1. Sink your teeth into a burger…with all the fixings
For a juicy gourmet burger with only a fraction of the calories, make your own using ground turkey. Top with low-fat cheese, a spoonful of tomato salsa and mashed avocado.
Bonus: Save more calories by trading the bun (about 120 calories) for a knife and fork. Trust us, you won’t miss it. Check out our recipe for a juicy turkey burger here.
2. Embrace your inner chocoholic
A University of Toronto study found women on strict diets who were denied chocolate for a week had greater cravings than those who ate what they wanted. So when a craving hits, go for it (in moderation): Pour a glass of low-fat chocolate milk or snack on a square of 70-percent dark chocolate, which contains flavanols to make your heart happy too!
Make it a habit: Always buy dark chocolate, not milk.
3. Say yes to carbs
In a study reported in the journal Appetite, women who were asked to cut carbohydrates for three days reported stronger food cravings and ate 44 percent more calories from carb-rich foods on day four. Whole-grain carbs like oats, bulgur and whole-wheat pasta are actually a key part of a balanced diet. Their high fibre content keeps you feeling full, and research links them to a lower risk of heart disease and stroke. They also help control blood-sugar levels. So go ahead, dig in!
4. Start with water
If you feel (or hear) your stomach growling, down water before anything else. We often mistake thirst for hunger.
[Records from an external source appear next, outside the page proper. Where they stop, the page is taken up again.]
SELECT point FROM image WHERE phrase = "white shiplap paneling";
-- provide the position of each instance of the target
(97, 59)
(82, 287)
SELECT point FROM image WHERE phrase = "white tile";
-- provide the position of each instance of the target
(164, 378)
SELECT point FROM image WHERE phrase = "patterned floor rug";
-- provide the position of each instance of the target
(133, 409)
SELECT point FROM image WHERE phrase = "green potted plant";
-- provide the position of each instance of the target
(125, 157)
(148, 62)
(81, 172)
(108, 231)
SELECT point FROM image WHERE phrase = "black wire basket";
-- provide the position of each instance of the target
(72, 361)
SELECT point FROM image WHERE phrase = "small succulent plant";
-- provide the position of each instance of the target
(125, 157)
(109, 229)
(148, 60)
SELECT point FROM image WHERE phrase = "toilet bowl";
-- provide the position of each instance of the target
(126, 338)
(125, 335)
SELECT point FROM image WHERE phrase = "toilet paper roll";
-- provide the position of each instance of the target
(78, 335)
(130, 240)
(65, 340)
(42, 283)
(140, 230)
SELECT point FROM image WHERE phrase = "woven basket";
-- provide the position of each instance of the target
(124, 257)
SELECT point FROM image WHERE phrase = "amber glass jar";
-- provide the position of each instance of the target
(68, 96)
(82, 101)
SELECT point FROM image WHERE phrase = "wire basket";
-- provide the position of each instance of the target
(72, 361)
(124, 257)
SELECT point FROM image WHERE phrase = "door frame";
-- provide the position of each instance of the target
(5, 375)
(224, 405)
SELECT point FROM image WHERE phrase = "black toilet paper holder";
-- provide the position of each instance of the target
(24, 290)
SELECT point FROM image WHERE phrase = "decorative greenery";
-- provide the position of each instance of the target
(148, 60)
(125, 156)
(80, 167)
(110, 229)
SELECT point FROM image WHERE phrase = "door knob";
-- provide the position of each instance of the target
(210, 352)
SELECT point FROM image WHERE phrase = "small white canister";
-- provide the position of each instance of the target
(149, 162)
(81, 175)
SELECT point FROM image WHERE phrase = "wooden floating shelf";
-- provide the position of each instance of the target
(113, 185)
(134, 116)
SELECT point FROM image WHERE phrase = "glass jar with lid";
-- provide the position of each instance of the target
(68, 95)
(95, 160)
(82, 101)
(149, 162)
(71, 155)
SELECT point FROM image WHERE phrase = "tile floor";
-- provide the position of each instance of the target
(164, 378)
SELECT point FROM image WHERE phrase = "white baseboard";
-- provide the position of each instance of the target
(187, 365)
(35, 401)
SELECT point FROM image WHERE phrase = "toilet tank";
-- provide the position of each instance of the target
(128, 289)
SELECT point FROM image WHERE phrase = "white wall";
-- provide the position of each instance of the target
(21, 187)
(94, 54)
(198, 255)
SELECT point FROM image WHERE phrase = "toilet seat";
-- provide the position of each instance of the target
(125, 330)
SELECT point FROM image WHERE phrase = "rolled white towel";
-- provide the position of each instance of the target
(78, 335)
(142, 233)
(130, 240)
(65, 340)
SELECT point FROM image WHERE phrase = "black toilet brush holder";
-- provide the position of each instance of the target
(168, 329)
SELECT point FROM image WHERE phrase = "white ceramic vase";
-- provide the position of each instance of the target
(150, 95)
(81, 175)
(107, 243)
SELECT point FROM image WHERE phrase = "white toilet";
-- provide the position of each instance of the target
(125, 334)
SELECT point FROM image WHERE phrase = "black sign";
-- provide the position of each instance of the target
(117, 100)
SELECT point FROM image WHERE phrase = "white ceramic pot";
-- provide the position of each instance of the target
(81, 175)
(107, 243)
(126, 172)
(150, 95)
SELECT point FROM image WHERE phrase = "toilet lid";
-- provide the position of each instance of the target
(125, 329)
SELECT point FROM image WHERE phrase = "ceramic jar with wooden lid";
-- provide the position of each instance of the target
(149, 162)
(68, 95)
5. Satisfy your sweet tooth
Instead of sugar try these natural alternatives:
Stevia: Add the liquid version of this plant-based, calorie-free sweetener to a glass of iced tea or your morning coffee. Three to four drops equals 1 tsp of sugar.
Applesauce: Subtly sweeten a favourite muffin or loaf recipe. Purée your own or buy a jar of unsweetened applesauce. In many recipes, it can also replace part of the called-for amount of oil, butter or eggs, reducing fat and calories.
Agave nectar: Drizzle over a bowl of plain, low-fat Greek yogurt and blueberries, or experiment with raw-food recipes like no-bake bars and dessert smoothies.
Bottom line: You can train your body to want less sweetness by gradually reducing your intake.
6. Sprinkle on seasonings
No, we don’t mean salt! Fresh or dried herbs pack a flavourful punch, without bumping up your hypertension risk. Try these favourites:
Rosemary: The tiny leaves impart a woody, rich flavour that’s a perfect match for roast potatoes or grilled chicken.
Thyme: Its fresh, lemony hint is an excellent addition to seafood dishes.
Basil: Dress up pizza, salads and pasta sauces with this lively herb.
Sage: Add these mildly peppery leaves to beef and pork marinades.
7. Embrace a milkshake habit
The rich, creamy texture of a coconut milkshake makes it just as satisfying as a traditional one from an ice-cream shop. Plus, coconut boasts high levels of electrolytes, so it’s the perfect post-gym treat . Simply blend a cup of light coconut milk with half a mango and a handful of ice.
8. Eat a bag of chips
Kale chips are a low-fat, vitamin-packed alternative to the usual suspects. Buy them at the health-food store, or make your own: Wash and dry a bunch of kale. Tear leaves into bite-sized pieces; toss with 1 tbsp of olive oil and 1 tsp of sea salt. Spread in a single layer on a parchment-lined cookie sheet and bake at 350 degrees until edges are brown.